DV-03: Require Device Compliance for All Users

Overview

This guide walks you through creating a Conditional Access policy that requires a compliant or Microsoft Entra hybrid-joined device for all users accessing cloud apps. This is the tenant-wide extension of the admin-only device controls (DV-01 and DV-02): instead of protecting just privileged sign-ins, it ensures every user reaches corporate resources from a managed, healthy endpoint you control. It is a maximum-security (Level 3) control and depends on device management (Intune) already being in place.

Control ID: DV-03 Category: Conditional Access Baseline Level: Level 3 (Maximum Security) Severity: Medium License Required: Microsoft Entra ID P1 (for Conditional Access) plus Microsoft Intune (for device enrollment and compliance policies)

Why This Matters

Unmanaged devices can have keyloggers, malware, or lack encryption. Requiring device compliance for all users ensures corporate data is only accessed from endpoints you control. This is a comprehensive Zero Trust control.

Once every sign-in must come from a managed device, a stolen password alone is not enough. The attacker also needs an enrolled, compliant endpoint, which is a far higher bar. The trade-off is operational: every user must have an enrolled device, so this control belongs in environments that have finished their Intune rollout.

Expected State

  • A Conditional Access policy requires compliant or hybrid-joined device for all users
  • All cloud applications are covered
  • Emergency access accounts are excluded

Prerequisites

RequirementDetails
Role RequiredConditional Access Administrator or Security Administrator (Global Administrator also works)
License RequiredMicrosoft Entra ID P1 for Conditional Access, plus Microsoft Intune for device management
AccessMicrosoft Entra admin center and Microsoft Intune admin center
Completed PrerequisitesDevices enrolled in Intune with compliance policies assigned, and emergency access accounts in place

Before You Start

  1. Intune enrollment must be broad. This is the hard prerequisite. If a population is not enrolled and compliant, this policy will lock them out. Confirm enrollment coverage before enforcing.
  2. Compliance policies must exist and be assigned so devices can actually report compliant (see DV-01).
  3. Plan for non-standard access: kiosks, contractors on personal devices, and platforms you do not manage may need scoped exclusions or an alternative control (for example, app protection policies, see CA-05).

Time Estimate

TaskDuration
Confirm enrollment and compliance coverage30-60 minutes
Create the CA policy (report-only)15 minutes
Validate impact in report-onlyValidation window (days to weeks)
Enforce and monitor15 minutes plus ongoing
Total active work~1 hour plus a substantial validation window

TrueConfig Remediation

This control supports one-click enablement. TrueConfig can create the Conditional Access policy requiring device compliance in report-only mode for you. Because this is a tenant-wide control with real lockout potential, treat report-only validation as mandatory before enforcing. Prerequisite: Intune enrollment is required, users without an enrolled, compliant device will be blocked once the policy is enforced. After validation, switch the policy to On to reach the enforced expected state. The steps below cover the manual path.


Step-by-Step Instructions

Step 1: Confirm Device Enrollment and Compliance

  1. In the Microsoft Intune admin center, go to Devices and review enrollment coverage.
  2. Confirm compliance policies exist and are assigned (encryption, OS version, defender health, etc.). See DV-01 for compliance policy setup.
  3. In the Entra admin center, go to Devices > All devices and confirm devices show as Compliant and Entra joined or Entra hybrid joined.
  4. Do not proceed to enforcement until coverage is broad enough that enforcing will not lock out legitimate users.

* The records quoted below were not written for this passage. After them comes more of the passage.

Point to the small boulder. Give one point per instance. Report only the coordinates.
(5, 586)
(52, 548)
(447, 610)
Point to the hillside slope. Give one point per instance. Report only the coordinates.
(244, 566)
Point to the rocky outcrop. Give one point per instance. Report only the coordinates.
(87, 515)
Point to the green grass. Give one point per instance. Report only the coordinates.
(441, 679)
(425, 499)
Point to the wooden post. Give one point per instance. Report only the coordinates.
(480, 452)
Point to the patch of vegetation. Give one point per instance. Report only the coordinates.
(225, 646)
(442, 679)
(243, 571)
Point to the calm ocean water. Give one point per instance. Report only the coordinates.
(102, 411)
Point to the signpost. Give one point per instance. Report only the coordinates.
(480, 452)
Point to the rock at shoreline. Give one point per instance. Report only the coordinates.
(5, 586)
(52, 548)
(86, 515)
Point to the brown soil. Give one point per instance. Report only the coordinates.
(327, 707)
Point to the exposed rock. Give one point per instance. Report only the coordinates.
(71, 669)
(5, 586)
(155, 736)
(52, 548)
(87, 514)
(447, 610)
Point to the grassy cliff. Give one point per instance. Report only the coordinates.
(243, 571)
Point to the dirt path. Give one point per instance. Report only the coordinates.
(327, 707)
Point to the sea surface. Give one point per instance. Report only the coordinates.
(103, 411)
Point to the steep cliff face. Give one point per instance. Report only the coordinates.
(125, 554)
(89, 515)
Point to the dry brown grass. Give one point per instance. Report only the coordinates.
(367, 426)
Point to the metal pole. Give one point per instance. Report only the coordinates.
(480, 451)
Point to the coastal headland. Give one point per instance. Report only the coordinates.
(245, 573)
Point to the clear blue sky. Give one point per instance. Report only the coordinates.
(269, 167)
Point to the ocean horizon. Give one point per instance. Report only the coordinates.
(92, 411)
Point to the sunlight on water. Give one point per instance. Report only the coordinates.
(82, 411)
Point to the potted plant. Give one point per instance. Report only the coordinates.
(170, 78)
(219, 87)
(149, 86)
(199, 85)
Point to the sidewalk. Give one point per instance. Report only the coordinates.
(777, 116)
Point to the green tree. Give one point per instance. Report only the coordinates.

Step 2: Create the Conditional Access Policy in Report-Only

  1. Sign in to the Microsoft Entra admin center.
  2. Go to Protection > Conditional Access > Policies > + New policy.
  3. Name it, for example, Require Compliant Device - All Users.

Users:

  • Under Include, select All users.
  • Under Exclude:
    • Add your emergency access accounts.
    • Add any documented, scoped exception groups (kiosks, unmanaged-device contractors) with a compensating control.

Target resources:

  • Under Include, select All cloud apps.

Grant:

  • Select Grant access.
  • Check Require device to be marked as compliant.
  • Also check Require Microsoft Entra hybrid joined device.
  • Choose Require one of the selected controls.
  • Click Select.

Enable policy:

  • Set to Report-only.
  • Click Create.

Step 3: Validate in Report-Only

  1. Go to Conditional Access > Insights and reporting.
  2. Select the new policy and a representative time range.
  3. Review sign-ins that would be blocked. Each one is a user or scenario that is not on a compliant/hybrid-joined device.
  4. Resolve the gaps: enroll those devices, fix compliance failures, or add a documented exclusion for genuine edge cases.

Step 4: Enforce the Policy

  1. When report-only shows only expected blocks, edit the policy.
  2. Set Enable policy to On and save.
  3. From this point, all included users must sign in from a compliant or hybrid-joined device.

Step 5: Monitor After Enforcement

  1. Go to Monitoring & health > Sign-in logs.
  2. Filter by this Conditional Access policy and status Failure.
  3. Investigate blocks: newly issued devices not yet compliant, drifted compliance, or platforms that need a scoped exception.

Verification Checklist

  • Intune enrollment and compliance policies cover the user base
  • Devices report as compliant and Entra joined / hybrid joined
  • A Conditional Access policy targets All users for All cloud apps
  • Grant requires compliant or hybrid-joined device
  • Emergency access accounts are excluded
  • Any additional exclusions are documented with a compensating control
  • Policy validated in report-only with only expected blocks
  • Policy is enabled (On), not left in report-only
  • Post-enforcement sign-in failures are monitored

Troubleshooting

"Legitimate users are locked out after enforcement"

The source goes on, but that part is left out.